The Nordic countries Finland included have been seen as champions of openness in the European Union. But how transparent is their own decision-making system? The Finnish regional daily Aamulehti (23 April 2001) comments on the recommendations of the government's working group which has made all the right noises, promising openness, transparency, dialogue and speed.
In a leading article, Aamulehti points out that the working group could hardly have come up with anything less, since a law was passed in 1999 to reform the information culture. The law requires that civil servants must be active producers and distributors of information.
"Thus it is not enough that a citizen has the right to obtain a copy of a public document. Information has become the authorities' responsibility, written in law. People can no longer be sent back and forth from one authority to another.
"When the task of information is defined as something which promotes democracy, it follows that its aim cannot be to make an authority look good or to bolster the government's popularity. A noble principle.
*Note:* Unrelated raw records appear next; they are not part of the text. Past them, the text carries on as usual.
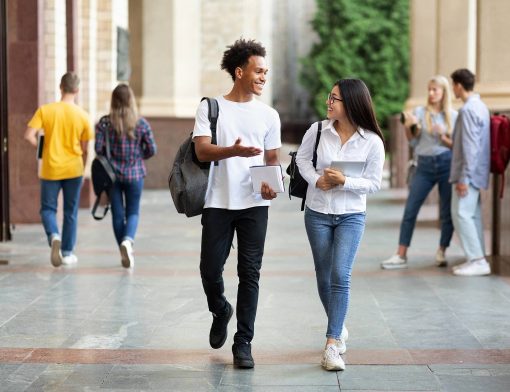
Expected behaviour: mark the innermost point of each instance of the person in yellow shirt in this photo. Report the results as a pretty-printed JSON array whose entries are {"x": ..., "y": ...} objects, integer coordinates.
[{"x": 67, "y": 130}]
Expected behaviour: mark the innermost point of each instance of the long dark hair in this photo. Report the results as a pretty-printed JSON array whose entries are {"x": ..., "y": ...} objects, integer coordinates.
[
  {"x": 358, "y": 105},
  {"x": 123, "y": 111}
]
"Information has to be given as early as possible and web information must be developed in a way that encourages dialogue and citizens' debate."
Aamulehti points out that improving information requires money and staff.
"The annual cost to implement the proposals would be about 40 million marks. Eventually about 50 new jobs should be created in the state sector. The bulk of these would have to do with internet information and improving information in Swedish. The increase in jobs would be around 10 per cent.
"More difficult than investing money, is changing the information culture in practice. All cultural changes are slow and difficult to create by commands. Personal characteristics, too, have a great influence on attitudes.
"That's quite a challenge for civil servants and politicians."